The solo career of the man who has always gone right up to his limits and beyond, both musically and conditionally, has been going strong for almost thirty years. Nils Landgren’s debut, “Planet Rock” from 1983, marked the starting point of a very impressive discography including projects which could hardly be any more different from one another. The duo recordings, for example “Layers of Light“ (ACT 9281-2) and “Swedish Folk Modern” (ACT 9428-2) with pianist Esbjörn Svensson who tragically died far too young, as well as the album “Gotland” (ACT 9226-2), reveal someone who is very closely connected to their homeland, who moves through Scandinavian’s sound worlds, drifts into the ethereal and into the incomprehensible. On “Salzau Music On The Water” (ACT 9445-2) he met vibraphonist Christopher Dell and bassist Lars Danielsson on an installation on the water near Schloss Salzau and played ethereal sounds into time, a time during which night is falling asleep and the new morning is still yawing. The three were totally at one with nature during the recording.

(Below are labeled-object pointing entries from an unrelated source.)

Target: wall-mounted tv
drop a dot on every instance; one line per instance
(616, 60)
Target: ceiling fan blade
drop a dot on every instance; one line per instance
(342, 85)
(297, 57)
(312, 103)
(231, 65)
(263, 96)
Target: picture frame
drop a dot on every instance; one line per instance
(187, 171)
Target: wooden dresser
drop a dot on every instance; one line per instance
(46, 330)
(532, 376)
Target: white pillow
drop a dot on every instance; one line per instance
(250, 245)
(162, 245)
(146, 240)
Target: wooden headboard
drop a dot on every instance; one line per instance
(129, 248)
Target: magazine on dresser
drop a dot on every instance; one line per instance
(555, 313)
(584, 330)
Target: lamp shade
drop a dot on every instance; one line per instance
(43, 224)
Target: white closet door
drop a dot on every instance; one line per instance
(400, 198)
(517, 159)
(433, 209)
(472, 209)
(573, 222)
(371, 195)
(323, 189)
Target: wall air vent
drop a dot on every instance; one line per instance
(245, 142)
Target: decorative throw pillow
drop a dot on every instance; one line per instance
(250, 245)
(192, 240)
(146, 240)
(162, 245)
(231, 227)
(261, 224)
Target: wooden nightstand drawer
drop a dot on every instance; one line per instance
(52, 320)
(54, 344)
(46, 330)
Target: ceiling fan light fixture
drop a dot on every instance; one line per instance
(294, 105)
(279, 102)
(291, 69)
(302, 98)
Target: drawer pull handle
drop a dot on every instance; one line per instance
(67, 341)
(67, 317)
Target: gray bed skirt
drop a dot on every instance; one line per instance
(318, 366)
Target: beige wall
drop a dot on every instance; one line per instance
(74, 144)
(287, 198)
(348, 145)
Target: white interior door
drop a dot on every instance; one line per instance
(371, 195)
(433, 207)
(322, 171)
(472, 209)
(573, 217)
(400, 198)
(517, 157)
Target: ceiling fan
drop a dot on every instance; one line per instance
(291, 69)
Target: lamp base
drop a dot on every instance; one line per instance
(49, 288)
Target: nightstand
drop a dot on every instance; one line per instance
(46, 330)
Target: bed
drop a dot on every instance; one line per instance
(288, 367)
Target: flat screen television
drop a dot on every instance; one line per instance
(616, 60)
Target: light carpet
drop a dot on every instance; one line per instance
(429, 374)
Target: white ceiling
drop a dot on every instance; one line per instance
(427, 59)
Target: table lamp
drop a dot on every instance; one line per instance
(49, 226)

However, the same Nils Landgren is also able to quickly come back down to earth again. To make a reference, for example, to the world famous fellow Swedes from ABBA with “Funky ABBA” (ACT 9430-2) or honour Cannonball Adderley with the album “Paint it Blue” (ACT 9243-2) by his multi award winning group “Funk Unit”, originally simply called “Unit”. Landgren gave the group its current name for the JazzBaltica Festival which also gave him his international breakthrough in 1994. This band does not, incidentally, only achieve great things from a musical viewpoint – the album “Funk For Life” (9500-2) supported, together with Doctors without Borders, a project to help musically promote children and teenagers in “Kibera”, one of the biggest slums in Kenya’s capital Nairobi. For each sold CD, one euro went to the good cause.
With his latest album, “The Moon, the Stars and You” (ACT 9505-2), released 26. August 2011, Nils Landgren again shows himself from his sensitive and fragile side. The ballad album is a continuation of “Sentimental Journey“ – one of the most successful albums of his career. Together with pianist Michael Wollny, bassist Lars Danielsson and renowned guests such as Richard Galliano, Steve Gadd, Joe Sample, Joao Bosco, Cæcilie Norby, the Stockholm Philharmonic Orchestra and the NDR Big Band, Nils Landgren interprets jazz standards, folk and pop and, of course, several of his own compositions. These are all carefully tuned, full of longing, occasionally funky and effervescent, yet always inspirational and swinging.
What will Nils Landgren come up with next? Where will his musical and artistic talents take him? Which hurdles does he feel he must still overcome? The Swedish all rounder has proven himself in so many different areas that his audience now believes he is capable of anything and more. Fact is: his greatest weakness may also be his greatest strength – he is bad at one thing: saying no.